My warts were gone. I didn't notice them going away. Just one day I thought, "Y'know, my feet don't burn and itch like they used to." I looked down and my warts were completely gone. I don't know if it was the nutrients in the fat and protein in the various types of meat, or simply getting rid of the processed flour, oats, and granola bars that let my body recover, but something happened. In fact, over Thanksgiving, where flour was a mandatory part of every meal for almost a week, I noticed the warts starting to come back. But then, after getting back on my regular eating, they went away again.

I'm at the beginning of my "Paleo" journey with more flab to lose and muscle to gain.
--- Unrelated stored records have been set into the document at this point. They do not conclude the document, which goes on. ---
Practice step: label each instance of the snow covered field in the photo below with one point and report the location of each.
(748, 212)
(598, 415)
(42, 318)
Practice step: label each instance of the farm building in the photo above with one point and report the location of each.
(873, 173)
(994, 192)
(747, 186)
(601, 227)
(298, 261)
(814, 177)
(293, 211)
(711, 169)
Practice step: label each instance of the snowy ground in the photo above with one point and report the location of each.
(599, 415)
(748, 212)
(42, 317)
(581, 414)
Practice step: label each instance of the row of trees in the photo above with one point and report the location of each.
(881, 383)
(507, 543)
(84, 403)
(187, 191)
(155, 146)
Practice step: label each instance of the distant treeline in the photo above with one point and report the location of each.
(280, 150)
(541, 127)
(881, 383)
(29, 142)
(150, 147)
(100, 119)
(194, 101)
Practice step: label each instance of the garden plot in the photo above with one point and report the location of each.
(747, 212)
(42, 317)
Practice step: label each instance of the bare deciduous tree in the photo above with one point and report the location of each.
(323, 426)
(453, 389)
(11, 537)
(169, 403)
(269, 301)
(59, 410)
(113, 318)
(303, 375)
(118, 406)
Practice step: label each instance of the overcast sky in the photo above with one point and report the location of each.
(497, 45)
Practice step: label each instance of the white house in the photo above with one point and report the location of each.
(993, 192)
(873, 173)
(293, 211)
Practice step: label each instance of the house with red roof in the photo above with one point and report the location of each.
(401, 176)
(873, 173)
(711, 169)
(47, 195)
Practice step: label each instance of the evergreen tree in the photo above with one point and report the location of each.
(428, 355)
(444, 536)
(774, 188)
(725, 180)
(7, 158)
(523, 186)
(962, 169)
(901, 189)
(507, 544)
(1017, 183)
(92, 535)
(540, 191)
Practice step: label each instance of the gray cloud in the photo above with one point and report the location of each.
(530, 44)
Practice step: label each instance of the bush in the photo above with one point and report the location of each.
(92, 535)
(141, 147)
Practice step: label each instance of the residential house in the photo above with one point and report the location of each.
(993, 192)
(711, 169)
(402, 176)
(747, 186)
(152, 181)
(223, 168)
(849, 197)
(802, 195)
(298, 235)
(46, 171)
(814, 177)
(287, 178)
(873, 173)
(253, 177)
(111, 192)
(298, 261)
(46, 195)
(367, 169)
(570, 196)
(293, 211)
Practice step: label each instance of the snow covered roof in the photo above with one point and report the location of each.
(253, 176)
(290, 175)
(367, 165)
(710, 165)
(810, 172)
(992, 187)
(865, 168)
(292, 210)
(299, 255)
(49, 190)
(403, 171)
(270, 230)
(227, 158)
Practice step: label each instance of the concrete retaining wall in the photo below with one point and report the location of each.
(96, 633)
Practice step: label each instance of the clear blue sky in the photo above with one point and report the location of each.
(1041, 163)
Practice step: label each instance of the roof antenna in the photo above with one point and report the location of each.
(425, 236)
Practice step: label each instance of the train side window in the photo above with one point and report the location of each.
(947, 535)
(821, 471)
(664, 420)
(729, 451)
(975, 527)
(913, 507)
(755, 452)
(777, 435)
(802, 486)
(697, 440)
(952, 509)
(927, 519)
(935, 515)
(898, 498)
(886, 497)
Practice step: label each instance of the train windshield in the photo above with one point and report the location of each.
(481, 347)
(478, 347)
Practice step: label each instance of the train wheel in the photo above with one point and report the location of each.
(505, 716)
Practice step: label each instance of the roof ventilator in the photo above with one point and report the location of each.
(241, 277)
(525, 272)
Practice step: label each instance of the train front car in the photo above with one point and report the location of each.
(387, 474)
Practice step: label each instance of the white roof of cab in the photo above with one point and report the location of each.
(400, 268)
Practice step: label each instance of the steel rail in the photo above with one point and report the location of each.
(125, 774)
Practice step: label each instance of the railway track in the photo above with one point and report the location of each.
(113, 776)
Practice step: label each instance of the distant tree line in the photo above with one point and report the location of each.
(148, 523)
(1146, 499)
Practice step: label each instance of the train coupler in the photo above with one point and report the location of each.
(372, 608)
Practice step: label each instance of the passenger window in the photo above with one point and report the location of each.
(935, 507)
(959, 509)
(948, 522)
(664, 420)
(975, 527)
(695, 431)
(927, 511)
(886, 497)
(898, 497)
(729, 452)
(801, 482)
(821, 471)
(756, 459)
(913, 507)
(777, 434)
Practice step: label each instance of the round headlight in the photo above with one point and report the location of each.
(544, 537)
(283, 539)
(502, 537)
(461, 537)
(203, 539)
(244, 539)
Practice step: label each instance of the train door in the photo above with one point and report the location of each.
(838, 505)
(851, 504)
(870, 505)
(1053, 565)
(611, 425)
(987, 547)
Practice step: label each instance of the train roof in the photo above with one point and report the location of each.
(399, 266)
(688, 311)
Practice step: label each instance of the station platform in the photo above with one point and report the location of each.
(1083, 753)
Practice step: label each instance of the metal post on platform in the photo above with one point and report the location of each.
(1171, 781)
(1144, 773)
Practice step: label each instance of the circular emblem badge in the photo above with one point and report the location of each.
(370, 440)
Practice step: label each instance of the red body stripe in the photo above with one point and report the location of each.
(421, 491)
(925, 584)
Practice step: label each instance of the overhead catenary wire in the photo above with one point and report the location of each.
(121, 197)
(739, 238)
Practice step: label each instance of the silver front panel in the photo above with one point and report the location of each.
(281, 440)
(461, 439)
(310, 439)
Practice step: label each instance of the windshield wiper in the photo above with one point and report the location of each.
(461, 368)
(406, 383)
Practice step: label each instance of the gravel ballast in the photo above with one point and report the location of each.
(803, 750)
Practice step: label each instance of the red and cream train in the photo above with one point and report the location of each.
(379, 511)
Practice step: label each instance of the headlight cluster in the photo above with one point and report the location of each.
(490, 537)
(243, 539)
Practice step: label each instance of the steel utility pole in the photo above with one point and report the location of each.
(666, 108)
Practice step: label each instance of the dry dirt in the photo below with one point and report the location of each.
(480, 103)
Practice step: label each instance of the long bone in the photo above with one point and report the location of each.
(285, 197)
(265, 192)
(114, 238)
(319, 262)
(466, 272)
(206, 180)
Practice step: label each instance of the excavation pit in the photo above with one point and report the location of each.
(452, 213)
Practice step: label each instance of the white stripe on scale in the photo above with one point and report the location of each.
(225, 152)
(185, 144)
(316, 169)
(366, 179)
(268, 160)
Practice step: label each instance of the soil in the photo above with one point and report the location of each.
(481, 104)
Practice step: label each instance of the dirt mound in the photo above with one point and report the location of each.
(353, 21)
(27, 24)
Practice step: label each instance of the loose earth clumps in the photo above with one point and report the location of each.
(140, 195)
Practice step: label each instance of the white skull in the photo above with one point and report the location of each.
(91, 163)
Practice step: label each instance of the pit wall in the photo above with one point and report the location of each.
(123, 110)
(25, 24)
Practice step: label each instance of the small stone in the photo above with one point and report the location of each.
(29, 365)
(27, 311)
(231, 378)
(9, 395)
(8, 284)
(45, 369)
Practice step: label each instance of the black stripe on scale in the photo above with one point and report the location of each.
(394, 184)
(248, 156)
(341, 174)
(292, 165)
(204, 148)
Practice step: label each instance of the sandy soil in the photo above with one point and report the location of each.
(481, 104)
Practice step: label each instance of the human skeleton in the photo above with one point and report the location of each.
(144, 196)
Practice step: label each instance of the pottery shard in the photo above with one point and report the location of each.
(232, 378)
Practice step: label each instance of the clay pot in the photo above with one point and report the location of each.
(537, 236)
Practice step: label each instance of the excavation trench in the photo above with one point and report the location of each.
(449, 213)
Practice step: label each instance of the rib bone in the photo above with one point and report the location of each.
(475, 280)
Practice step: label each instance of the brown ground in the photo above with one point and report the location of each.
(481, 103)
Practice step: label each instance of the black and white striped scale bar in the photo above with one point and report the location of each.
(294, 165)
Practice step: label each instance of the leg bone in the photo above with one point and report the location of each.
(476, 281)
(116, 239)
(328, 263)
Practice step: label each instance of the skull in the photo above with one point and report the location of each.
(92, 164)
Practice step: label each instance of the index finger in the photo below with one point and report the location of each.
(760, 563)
But it's worth noting this is the first time in my life where I've gotten to and maintained a weight in the low 160s since college (That's well over 15 years ago). And that's done with minimal exercise. (Worth noting, I tried workout programs with intensive regimes and complex, confusing eating programs -- that I couldn't understand -- and though they worked, I gained the weight back if I stopped.) This has been the easiest, most pleasurable way of eating I have found and am amazed how good a job it does managing my weight and health.

As a final note, as a Christian, I think it would behoove many to take a look at the body as something designed and not evolved. If you took a car and poured sugar in it's tank and the car crapped out, you wouldn't say the car must not have evolved to run on sugar. You'd say the car wasn't designed to run on sugar. In the same way, when you can take an organic machine and fuel it the same way consistently with positive results it would make more sense to say it's responding according to how it is designed. If the human body evolved so well, why hasn't it evolved to process grain more efficiently (or even GMO'ed grain for that matter). Can it not adapt in the 10,000 years the community claims grain has been widespread? Do we need a million more years of adaptation before grain is fully integrated? Why not roll with it and do our duty to help further evolution along and adapt to grains? It's ridiculous of course. The human body is a designed machine and we should treat it according to it's design. I doubt this is the first time this point has been brought up on these forums. But I'm new here and it's still something to think about.